The noblewoman opened her mouth, but instead of replying, she bolted to her tiny bare feet, fixed her bright eyes upon something behind him and gasped, “What was that?”

“What was what?” asked General Murdock, looking around.

“Out in the corridor!” whispered Lady Aurelia frantically. “I heard a noise!”

Lifting his long, thin nose as though he might be able to smell the threat, even if he could not hear it, General Murdock said, “I heard nothing—”

“Come quickly, General,
please
!” interrupted Lady Aurelia in a panicked whisper as she flew across the room and flung open the door of her bedchamber. “You must hide under the bed at once, for if that is my lord father out there and he finds you in here, I swear to you that he will kill you and beat me to within an inch of my life!”

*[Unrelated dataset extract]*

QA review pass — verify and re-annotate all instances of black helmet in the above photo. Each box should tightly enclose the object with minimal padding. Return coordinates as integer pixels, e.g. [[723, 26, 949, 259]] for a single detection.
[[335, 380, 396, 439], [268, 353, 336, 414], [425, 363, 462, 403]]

His eyes gleaming in the firelight, General Murdock hesitated for just a moment before adjusting his grip on the straight razor in his pocket and starting after Lady Aurelia. Though he was quite as sure that she was having hysterics over nothing as he was that her lord father would never in a thousand years be able to kill him, the bedchamber was as convenient a place as any to take her apart. As long as—

He saw them hiding in the shadows the instant he stepped into the bedchamber. Unfortunately for General Murdock, it was an instant too late, for although he managed to slit two throats, slash one face and bite off the lobe of one ear, in the end there were simply too many attackers to fight off.

When the Bartok lackeys disguised as New Men had finished binding General Murdock's arms behind his back and beating him for the injuries he'd inflicted upon their number, Lady Aurelia flounced over to the place on the floor where he was lying.